MPs approve move to allow war pensions for all who served
A bill to provide pensions and benefits to all war vets and their spouses not just those who were injured during service was passed with all party support in the House of Assembly last Friday.
The Pensions and Gratuties (War Service) Amendment Bill 2009 expands on amendments made two years ago to the original 1947 bill.
In 2007 the Government amended the War Pensions Act to include members of the Home Guard and all those who served both in Bermuda and abroad. The Minister of Finance also doubled the pension benefits to $800.
Introducing the amendment yesterday Junior Labour, Home Affairs and Public Safety Mininster Walter Roban said the 2007 amendment extended benefits to those who served with the Bermuda Militia Artillery both home and abroad.
But since then a number of anomolies have come to light. The new bill would broaden the benefits available, broaden the categories of those eligible for benefits and to update offences under the law, said Mr. Roban.
Maximum fines for fraud are now set at $5,000 while the maximum fine for false statements is $2,500.
Mr. Roban said: "The bill will remove the provision that the illness or disability that requires care must have been caused by the war service in order for the relevant costs to be paid."
The law provides for some provision for overseas care up to $5,000.
Mr. Roban added: "The bill provides that members of the Bermuda voluntary force or homeguard, which was not a militia unit, are eligible for pensions and benefits.

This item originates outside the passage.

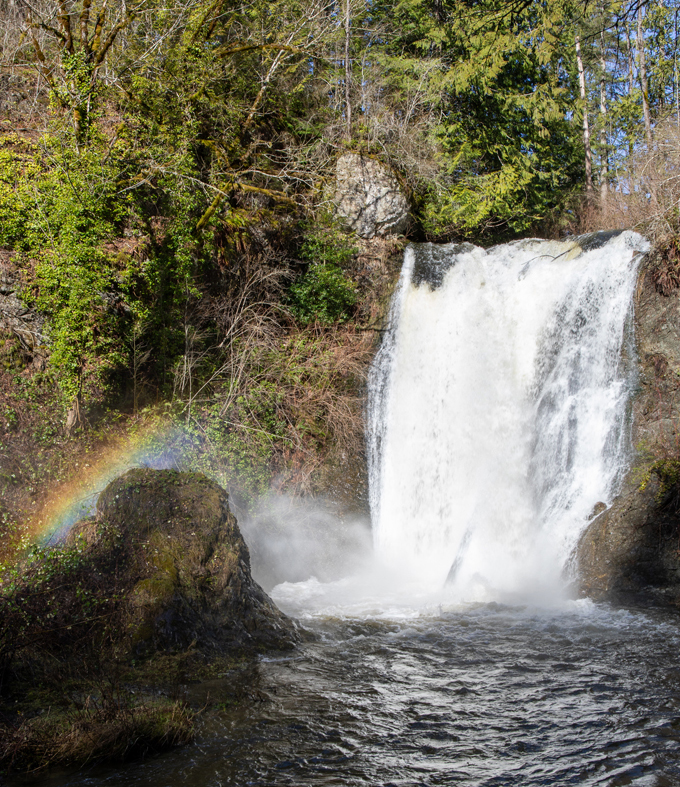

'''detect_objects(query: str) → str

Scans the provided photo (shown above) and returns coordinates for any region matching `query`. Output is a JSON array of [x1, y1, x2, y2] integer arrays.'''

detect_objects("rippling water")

"Essentially all persons who performed war service and their widows will be available for pensions and benefits."
All the amendments are backdated to April 1, 2007 to bring the legislation in line with the original amendment.
The War Pensions Commissioners will decide on application, eliminating the need for medical examinations.
The bill was welcomed by United Bermuda Party MP Shawn Crockwell but he raised concerns that discrepancies were not picked up two years ago given that veterans did not have a long life expectancy.
And he wondered if Government could estimate what cost it was going to entail.
Government backbencher Zane DeSilva said the UBP had decades to bring in such legislation but had not done so and that the bill would go a long way in helping those in need.
Opposition Health spokesman Louise Jackson said she was glad mariners and the Home Guard were being included in the bill but she complained the War Pension Commissioners sometimes took up to three months between hearings which gave applicants unnecessarily long waits.
And she repeated her concerns that there was no doctor who specialised in elderly issues attached to the hospital.
UBP MP John Barritt said discrepancies in bills could be better ironed out before they came to the House if there was a committee involving technical officers and the Opposition.
However, Walter Roban explained that while the legislation had not been in place war vets of all descriptions had not been missing out. Payments had been made but now the law was catching up with the practice.